Detalhes das transações e envolvidos
De acordo com os relatórios fazendários, os valores foram destinados a diferentes braços do Grupo Massa. Entre os principais pontos destacados na investigação estão:
- Massa Intermediação: Empresa vinculada ao grupo que teria recebido a maior fatia dos recursos sob a justificativa de serviços de publicidade e parcerias comerciais.
- Gralha Azul Empreendimentos: Outra empresa ligada à família que recebeu aproximadamente R$ 3 milhões.
- Conexão com o Governo do Paraná: O apresentador Ratinho atuou como garoto-propaganda do cartão CredCesta, produto do Banco Master. Coincidentemente, o cartão foi adotado para o pagamento de servidores públicos no governo de Ratinho Júnior, embora o contrato tenha enfrentado bloqueios judiciais e críticas de sindicatos no final de 2025.
O contexto da investigação
A investigação sugere que o Banco Master, sob o comando de Daniel Vorcaro, teria utilizado repasses financeiros para “abrir portas” em diversas esferas do poder. Além do Grupo Massa, a lista da Receita Federal inclui pagamentos a escritórios de advocacia de ex-ministros e parentes de magistrados de cortes superiores.

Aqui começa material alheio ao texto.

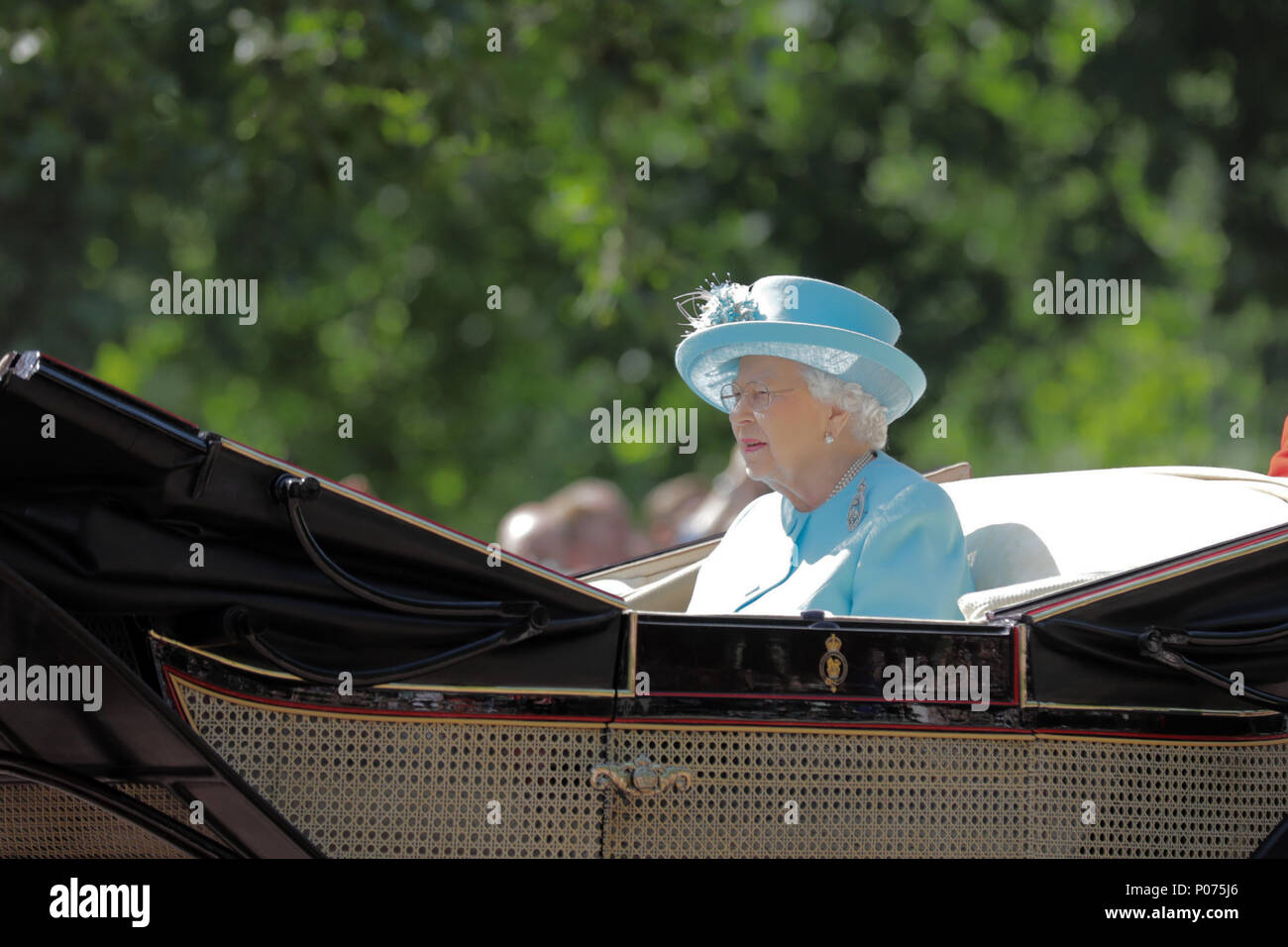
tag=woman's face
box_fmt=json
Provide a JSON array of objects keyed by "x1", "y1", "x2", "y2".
[{"x1": 729, "y1": 356, "x2": 838, "y2": 492}]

A CPI do Crime Organizado já analisa os documentos para convocar representantes das empresas envolvidas. O objetivo é apurar se os serviços declarados nas notas fiscais foram efetivamente prestados ou se os valores serviram como meio de influência política e regulatória.
O que dizem os citados
Em nota oficial, a assessoria do apresentador Ratinho e do Grupo Massa afirmou que todas as parcerias comerciais são conduzidas de forma responsável e dentro da legalidade, com contratos formais e emissão de notas fiscais. O apresentador reforçou que o desinvestimento em ativos citados, como o resort Tayayá, ocorreu por razões puramente estratégicas.
Já o governador Ratinho Júnior tem declarado, por meio de sua defesa, que não faz parte do quadro societário das empresas mencionadas (Massa Intermediação e Gralha Azul) e que sua gestão não se confunde com as atividades empresariais de sua família.
O Banco Master, que atualmente atravessa um processo de liquidação extrajudicial iniciado em janeiro de 2026, não comentou especificamente o teor dos documentos vazados, mas anteriormente defendeu a regularidade de suas operações de marketing e consultoria.